Por cierto, también deben ser valorados los fallos recientes que han absuelto a carabineros acusados de violaciones a los derechos humanos por actuar frente a los múltiples hechos de violencia surgidos a raíz del estallido de 2019, al constatarse que no existía dolo ni conducta penalmente reprochable, lo que ratifica la importancia de juicios basados en evidencia y no en climas políticos o expectativas públicas. La solidez del Estado de Derecho descansa precisamente en esta doble capacidad: sancionar cuando corresponde y absolver cuando no se logra probar culpabilidad.

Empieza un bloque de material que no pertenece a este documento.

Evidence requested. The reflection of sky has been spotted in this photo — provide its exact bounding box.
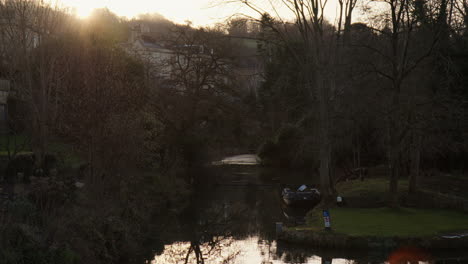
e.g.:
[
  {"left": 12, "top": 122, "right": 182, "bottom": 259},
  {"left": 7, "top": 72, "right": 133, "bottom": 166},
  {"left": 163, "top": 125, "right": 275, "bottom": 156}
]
[{"left": 151, "top": 237, "right": 360, "bottom": 264}]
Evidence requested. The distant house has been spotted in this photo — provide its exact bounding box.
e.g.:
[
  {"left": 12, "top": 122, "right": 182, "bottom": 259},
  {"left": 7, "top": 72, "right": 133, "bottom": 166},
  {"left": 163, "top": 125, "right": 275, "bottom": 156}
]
[
  {"left": 122, "top": 24, "right": 263, "bottom": 97},
  {"left": 123, "top": 25, "right": 174, "bottom": 78}
]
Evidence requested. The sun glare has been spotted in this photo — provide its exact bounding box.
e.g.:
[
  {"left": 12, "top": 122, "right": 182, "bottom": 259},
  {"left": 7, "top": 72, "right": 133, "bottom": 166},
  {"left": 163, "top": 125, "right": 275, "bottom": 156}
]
[{"left": 59, "top": 0, "right": 336, "bottom": 25}]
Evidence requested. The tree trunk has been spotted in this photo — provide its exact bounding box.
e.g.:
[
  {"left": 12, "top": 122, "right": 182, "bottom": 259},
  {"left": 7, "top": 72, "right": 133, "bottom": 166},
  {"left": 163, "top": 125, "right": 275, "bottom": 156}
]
[
  {"left": 408, "top": 132, "right": 421, "bottom": 194},
  {"left": 315, "top": 72, "right": 331, "bottom": 204}
]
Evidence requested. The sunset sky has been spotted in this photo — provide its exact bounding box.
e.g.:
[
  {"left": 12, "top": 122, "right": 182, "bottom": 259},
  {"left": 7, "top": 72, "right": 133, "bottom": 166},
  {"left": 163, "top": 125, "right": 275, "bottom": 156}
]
[{"left": 61, "top": 0, "right": 342, "bottom": 26}]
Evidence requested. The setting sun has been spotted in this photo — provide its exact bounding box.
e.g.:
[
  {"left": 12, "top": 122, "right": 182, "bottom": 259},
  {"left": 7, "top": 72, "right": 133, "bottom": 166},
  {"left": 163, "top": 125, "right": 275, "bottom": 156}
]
[{"left": 62, "top": 0, "right": 256, "bottom": 25}]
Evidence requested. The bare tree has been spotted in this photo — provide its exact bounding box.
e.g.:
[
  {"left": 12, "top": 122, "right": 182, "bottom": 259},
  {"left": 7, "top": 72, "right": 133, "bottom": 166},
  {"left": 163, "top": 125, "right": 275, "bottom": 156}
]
[{"left": 232, "top": 0, "right": 357, "bottom": 203}]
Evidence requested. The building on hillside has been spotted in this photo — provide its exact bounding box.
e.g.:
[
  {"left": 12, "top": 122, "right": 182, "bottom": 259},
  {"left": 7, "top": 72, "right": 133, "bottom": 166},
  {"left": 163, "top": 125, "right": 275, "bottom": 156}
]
[{"left": 123, "top": 24, "right": 264, "bottom": 98}]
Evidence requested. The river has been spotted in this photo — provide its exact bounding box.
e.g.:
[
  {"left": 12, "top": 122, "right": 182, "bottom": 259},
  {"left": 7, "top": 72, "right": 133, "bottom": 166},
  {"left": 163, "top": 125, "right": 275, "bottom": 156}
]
[{"left": 150, "top": 155, "right": 468, "bottom": 264}]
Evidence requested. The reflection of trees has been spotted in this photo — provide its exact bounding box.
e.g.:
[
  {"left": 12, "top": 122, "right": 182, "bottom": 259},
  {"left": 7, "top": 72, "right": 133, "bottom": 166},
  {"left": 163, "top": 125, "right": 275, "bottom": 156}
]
[{"left": 153, "top": 200, "right": 243, "bottom": 264}]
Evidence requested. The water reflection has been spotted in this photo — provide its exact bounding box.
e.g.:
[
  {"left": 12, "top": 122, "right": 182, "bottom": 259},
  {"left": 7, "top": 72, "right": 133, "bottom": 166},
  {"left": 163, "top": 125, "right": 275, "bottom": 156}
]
[{"left": 151, "top": 157, "right": 468, "bottom": 264}]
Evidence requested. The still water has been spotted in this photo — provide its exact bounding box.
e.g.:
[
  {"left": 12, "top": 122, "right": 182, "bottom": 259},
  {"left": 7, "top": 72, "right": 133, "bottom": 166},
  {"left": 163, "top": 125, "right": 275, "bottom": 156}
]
[{"left": 151, "top": 155, "right": 468, "bottom": 264}]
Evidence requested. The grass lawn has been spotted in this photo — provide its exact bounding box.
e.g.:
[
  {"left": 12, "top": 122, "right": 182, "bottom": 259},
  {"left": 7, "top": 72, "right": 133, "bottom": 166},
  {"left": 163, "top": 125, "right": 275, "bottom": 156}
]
[
  {"left": 336, "top": 178, "right": 408, "bottom": 197},
  {"left": 307, "top": 208, "right": 468, "bottom": 237}
]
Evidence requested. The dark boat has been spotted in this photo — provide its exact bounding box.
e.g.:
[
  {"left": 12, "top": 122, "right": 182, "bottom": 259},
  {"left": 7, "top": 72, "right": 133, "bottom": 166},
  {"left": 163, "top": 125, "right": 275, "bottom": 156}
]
[{"left": 281, "top": 185, "right": 321, "bottom": 208}]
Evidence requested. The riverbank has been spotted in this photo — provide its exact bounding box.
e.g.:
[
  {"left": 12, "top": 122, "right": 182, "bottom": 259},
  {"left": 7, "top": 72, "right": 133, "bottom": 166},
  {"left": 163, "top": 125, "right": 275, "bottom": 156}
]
[
  {"left": 279, "top": 178, "right": 468, "bottom": 249},
  {"left": 279, "top": 208, "right": 468, "bottom": 249}
]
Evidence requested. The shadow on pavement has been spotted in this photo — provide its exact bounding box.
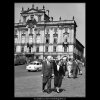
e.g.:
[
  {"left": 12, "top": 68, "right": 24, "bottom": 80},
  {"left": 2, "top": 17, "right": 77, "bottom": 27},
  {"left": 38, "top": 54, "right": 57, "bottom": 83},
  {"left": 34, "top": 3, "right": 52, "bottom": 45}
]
[{"left": 51, "top": 88, "right": 66, "bottom": 92}]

Estos avances judiciales permiten disipar dudas sobre episodios específicos y restablecer, en justicia, el prestigio de Carabineros, que por intereses políticos algunos intentaron repetidamente horadar. Sin embargo, la merecida valoración de que hoy goza la policía uniformada no debe ser razón para obviar la necesidad de reformas modernizadoras largamente pendientes. Precisamente, el caso Huracán, ocurrido en la parte final de la administración Bachelet, y episodios de corrupción que estallaron a mediados de la década pasada hicieron patente la necesidad de esas reformas, en las que intentó avanzar el segundo gobierno del presidente Piñera. Ello, hasta que el estallido, con la inmensa carga que significó para la policía, lo hizo imposible. Las absurdas pretensiones de refundar la institución, rechazadas por la inmensa mayoría del país, solo sirvieron luego para impedir cualquier discusión seria. Así, si bien puede sonar paradójico, no es casual que el gobierno que llegó al poder prometiendo esa refundación poco pueda exhibir en reformas reales y necesarias, que modernicen su estructura, fortalezcan su gobernanza y actualicen sus capacidades operativas, en un entorno marcado por el crimen organizado, la violencia, el narcotráfico y la creciente complejidad de la seguridad.
Una reforma a Carabineros debería poner especial énfasis en contar con una inteligencia policial de calidad, siempre sometida a controles estrictos y a estándares de auditoría que impidan la fabricación de pruebas (como ocurrió en el caso Huracán) o la autonomía indebida de ciertos mandos. También es importante la especialización y la gestión. Una fuerza de orden moderna requiere menos burocracia y más presencia operativa.
El momento político es propicio para abordar esta reforma. No se trata de borrar la historia de una institución republicana ni de despojarla de su carácter militar, garantía de disciplina y jerarquía, pero sí se trata de impulsar una modernización profunda y urgente.